When an interviewer asks "why did you study Fibonacci search?", strong answers connect it to broader competencies:

  1. Algorithmic literacy. Understanding why binary search is optimal requires knowing what suboptimal alternatives exist.
  2. Numerical optimization. Golden-section search is the entry point to derivative-free 1D optimization, which is fundamental to ML hyperparameter tuning, control-system calibration, and scientific computing.
  3. Hardware awareness. Knowing when division is expensive vs free shapes embedded firmware design.
  4. Mathematical foundation. The golden ratio's role as the "most irrational number" connects to continued fractions, Diophantine approximation, and the Euclidean GCD.
  5. History. The fact that this algorithm was invented in 1960 for tape-drive search — a context that no longer exists — illustrates how cost models drive algorithm design.

Final Tips

  • Don't oversell Fibonacci search. Acknowledge upfront that binary search is usually better.
  • Connect to golden-section search. This is where the interview gets interesting; senior interviewers love the pedagogical chain.
  • Be precise about the 1.44 constant. 1 / log_2(φ) = 1.4404... Memorize this.
  • Know the proof structure. Even if you don't memorize the full Kiefer proof, sketch the invariant and recurrence.
  • Have an embedded story. "On a Cortex-M0 firmware I worked on..." beats abstract theory.
  • Bring bisect_left / Arrays.binarySearch / slices.BinarySearch to mind as the default. Recommend these unless the constraints rule them out.
  • Mention the SciPy connection. minimize_scalar(method='golden') is the production Python answer; fminbnd for MATLAB; optimize for R.
  • Be ready to draw φ on a number line. Many interviewers find this clarifying when discussing the 38/62 split.
  • Don't memorize all 30 questions. The graders want depth on 3-5 questions, not surface coverage of 30.

Five-Minute Mock-Interview Script

Interviewer: Describe Fibonacci search and when it's useful.

You: Fibonacci search is a sorted-array search algorithm that runs in O(log_φ n) ≈ 1.44 · log₂ n iterations. Unlike binary search, which probes the midpoint, Fibonacci search probes at offset F_{k-2} from the current left edge, using consecutive Fibonacci numbers. The key property is that it uses only addition and subtraction — no division or multiplication. It's useful on CPUs without hardware divide (Cortex-M0, AVR, RV32I base) and as the conceptual ancestor of golden-section search.

Interviewer: Why are Fibonacci numbers the natural splitter?

You: Because F_{k-2} + F_{k-1} = F_k, so when you probe at offset F_{k-2} in a window of size F_k, the two halves have sizes F_{k-2} and F_{k-1} — both still Fibonacci numbers, so the recursion is self-similar.

Interviewer: Walk me through it on [10, 22, 35, 40, 45, 50, 80, 82, 85, 90, 100, 235], target 85.

You: n=12, smallest Fib ≥ 12 is 13, so F_k=13, F_{k-1}=8, F_{k-2}=5. Offset=−1. Iter 1: probe at index 4, value 45 < 85, shift twice, F_k=8, F_{k-1}=5, F_{k-2}=3, offset=4. Iter 2: probe at 7, value 82 < 85, shift twice, F_k=5, F_{k-1}=3, F_{k-2}=2, offset=7. Iter 3: probe at 9, value 90 > 85, shift once, F_k=2, F_{k-1}=1, F_{k-2}=1, offset=7. Iter 4: probe at 8, value 85 == 85, return 8.

Interviewer: How does this relate to golden-section search?
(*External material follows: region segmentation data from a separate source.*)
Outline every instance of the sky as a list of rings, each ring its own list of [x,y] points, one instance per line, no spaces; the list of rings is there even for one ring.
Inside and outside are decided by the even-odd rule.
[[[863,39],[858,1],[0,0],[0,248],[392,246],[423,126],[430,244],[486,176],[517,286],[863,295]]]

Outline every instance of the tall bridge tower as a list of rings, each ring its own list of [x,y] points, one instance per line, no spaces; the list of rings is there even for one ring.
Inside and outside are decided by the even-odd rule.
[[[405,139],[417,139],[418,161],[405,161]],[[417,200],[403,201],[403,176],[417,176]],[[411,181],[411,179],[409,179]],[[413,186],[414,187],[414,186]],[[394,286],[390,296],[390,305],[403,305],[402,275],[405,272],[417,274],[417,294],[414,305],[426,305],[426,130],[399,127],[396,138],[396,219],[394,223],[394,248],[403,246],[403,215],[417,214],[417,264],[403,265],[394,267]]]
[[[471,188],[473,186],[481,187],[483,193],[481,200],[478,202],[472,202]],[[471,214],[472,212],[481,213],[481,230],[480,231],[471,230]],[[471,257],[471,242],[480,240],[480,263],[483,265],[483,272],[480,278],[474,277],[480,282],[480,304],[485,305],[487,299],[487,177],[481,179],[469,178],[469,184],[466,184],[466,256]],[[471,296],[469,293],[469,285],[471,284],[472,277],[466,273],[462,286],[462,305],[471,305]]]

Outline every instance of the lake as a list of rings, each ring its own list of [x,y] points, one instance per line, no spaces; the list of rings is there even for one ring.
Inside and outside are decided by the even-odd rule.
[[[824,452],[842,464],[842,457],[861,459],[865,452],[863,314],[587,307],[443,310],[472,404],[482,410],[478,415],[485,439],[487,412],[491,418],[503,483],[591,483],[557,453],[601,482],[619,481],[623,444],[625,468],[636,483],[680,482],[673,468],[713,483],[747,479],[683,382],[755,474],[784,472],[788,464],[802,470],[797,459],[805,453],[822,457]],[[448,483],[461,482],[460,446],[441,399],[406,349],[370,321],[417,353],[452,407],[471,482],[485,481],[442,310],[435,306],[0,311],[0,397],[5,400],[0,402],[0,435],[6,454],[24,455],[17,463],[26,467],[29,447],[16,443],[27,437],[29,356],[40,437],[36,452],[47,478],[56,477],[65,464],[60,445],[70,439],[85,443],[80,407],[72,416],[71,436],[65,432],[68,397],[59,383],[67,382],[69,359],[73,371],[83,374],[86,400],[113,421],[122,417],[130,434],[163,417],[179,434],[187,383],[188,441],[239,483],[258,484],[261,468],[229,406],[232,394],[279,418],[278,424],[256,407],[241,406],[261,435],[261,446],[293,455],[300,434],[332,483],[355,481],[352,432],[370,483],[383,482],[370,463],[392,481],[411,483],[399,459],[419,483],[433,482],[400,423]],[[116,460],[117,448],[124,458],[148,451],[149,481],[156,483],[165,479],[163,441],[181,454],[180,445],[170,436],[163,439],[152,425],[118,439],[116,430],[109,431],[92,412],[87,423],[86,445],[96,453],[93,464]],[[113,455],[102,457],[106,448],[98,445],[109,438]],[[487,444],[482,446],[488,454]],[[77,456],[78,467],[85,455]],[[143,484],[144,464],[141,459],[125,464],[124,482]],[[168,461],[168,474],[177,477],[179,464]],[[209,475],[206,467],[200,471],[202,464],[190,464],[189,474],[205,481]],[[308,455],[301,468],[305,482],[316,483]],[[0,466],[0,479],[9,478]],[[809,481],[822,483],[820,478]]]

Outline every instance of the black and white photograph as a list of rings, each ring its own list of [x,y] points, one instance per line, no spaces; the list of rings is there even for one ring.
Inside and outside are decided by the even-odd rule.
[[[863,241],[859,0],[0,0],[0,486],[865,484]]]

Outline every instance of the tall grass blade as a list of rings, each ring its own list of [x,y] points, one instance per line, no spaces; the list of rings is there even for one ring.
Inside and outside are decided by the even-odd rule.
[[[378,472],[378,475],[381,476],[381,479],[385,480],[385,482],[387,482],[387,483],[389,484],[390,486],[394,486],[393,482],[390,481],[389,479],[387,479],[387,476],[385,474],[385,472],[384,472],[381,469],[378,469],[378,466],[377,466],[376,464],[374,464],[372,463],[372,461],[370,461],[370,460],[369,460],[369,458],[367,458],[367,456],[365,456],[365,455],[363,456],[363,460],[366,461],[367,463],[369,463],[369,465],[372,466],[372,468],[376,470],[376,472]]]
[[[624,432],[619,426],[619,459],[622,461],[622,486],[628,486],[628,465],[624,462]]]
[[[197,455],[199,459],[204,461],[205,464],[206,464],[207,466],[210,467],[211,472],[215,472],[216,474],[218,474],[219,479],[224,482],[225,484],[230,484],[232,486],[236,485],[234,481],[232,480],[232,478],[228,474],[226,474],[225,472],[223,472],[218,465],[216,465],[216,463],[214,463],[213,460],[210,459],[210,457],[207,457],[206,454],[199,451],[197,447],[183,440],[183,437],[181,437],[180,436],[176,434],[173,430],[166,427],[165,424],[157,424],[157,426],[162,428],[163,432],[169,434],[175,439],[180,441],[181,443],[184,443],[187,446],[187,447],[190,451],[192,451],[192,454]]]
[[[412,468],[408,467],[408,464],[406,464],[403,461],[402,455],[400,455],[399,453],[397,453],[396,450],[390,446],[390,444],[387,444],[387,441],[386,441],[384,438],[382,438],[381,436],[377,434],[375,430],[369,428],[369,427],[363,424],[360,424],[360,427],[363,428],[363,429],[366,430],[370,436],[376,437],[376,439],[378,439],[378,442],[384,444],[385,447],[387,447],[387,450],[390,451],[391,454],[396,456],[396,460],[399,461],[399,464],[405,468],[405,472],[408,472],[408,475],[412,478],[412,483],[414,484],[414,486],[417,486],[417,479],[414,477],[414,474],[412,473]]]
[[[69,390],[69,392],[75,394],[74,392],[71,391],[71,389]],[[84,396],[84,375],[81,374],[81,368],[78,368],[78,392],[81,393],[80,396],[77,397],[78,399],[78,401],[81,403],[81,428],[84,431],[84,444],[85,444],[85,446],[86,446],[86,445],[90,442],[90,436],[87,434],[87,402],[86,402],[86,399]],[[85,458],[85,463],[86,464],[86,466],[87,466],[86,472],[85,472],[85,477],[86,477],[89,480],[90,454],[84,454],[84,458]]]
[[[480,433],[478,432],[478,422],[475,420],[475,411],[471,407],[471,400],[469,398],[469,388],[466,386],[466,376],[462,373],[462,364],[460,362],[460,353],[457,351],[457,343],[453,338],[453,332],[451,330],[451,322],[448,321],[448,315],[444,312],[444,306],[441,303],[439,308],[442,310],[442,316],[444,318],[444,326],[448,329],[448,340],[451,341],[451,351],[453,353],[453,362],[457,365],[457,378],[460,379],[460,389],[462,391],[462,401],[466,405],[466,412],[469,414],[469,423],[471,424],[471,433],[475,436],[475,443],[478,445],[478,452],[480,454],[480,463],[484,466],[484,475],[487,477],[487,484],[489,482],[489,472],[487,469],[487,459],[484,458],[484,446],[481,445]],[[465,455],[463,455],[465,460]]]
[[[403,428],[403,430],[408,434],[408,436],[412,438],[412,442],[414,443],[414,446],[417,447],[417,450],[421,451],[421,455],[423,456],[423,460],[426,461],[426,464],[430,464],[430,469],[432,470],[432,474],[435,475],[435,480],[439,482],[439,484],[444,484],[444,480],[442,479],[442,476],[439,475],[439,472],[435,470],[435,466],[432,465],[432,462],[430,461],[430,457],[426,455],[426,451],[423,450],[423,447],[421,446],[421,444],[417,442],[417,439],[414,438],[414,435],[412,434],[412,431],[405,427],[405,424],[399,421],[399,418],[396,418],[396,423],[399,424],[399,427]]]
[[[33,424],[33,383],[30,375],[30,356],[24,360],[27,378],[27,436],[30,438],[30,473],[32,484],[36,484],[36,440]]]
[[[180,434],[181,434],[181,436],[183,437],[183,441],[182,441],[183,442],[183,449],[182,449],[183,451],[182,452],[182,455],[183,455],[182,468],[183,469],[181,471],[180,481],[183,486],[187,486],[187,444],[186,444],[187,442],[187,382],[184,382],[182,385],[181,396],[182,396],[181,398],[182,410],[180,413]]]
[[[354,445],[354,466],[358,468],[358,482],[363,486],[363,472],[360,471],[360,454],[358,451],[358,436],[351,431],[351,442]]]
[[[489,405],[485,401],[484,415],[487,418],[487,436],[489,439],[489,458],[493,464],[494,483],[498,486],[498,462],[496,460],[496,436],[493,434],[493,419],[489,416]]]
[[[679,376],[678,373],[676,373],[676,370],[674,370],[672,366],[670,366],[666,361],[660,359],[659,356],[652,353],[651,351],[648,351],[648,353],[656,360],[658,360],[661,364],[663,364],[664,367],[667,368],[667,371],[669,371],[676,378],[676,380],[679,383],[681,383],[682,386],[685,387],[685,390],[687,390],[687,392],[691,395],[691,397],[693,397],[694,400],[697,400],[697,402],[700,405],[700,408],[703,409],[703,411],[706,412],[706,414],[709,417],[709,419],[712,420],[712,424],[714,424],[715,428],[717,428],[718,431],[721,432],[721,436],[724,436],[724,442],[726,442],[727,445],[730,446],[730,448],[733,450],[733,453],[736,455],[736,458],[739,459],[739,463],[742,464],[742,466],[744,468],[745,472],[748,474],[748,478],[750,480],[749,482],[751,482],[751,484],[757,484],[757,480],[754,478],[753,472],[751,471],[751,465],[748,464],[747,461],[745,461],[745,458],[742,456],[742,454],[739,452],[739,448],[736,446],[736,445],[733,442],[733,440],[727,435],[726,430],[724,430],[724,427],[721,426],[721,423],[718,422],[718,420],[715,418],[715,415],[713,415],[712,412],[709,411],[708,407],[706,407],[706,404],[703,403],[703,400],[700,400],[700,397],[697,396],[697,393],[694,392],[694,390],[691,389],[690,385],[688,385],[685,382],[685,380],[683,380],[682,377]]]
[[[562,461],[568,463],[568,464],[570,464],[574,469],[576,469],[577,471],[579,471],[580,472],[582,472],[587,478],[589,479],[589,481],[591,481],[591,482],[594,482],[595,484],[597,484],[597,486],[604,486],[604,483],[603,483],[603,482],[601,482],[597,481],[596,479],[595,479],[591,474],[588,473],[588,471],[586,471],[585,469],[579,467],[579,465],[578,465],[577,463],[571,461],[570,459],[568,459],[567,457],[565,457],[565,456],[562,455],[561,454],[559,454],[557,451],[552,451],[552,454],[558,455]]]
You: Golden-section search is the continuous analogue. It uses the limit ratio φ = (1 + √5) / 2 as the split, and it has the unique property that one of the previous probe positions falls exactly at the symmetric golden-ratio position of the new bracket — so only one new function evaluation per iteration. That makes it the default 1D minimizer in scipy.optimize.minimize_scalar(method='golden') and the fallback in Brent's method.

Interviewer: What would you actually use in production?

You: For sorted-array search, binary search — every time. For unimodal optimization with expensive evaluations, golden-section or Brent's method.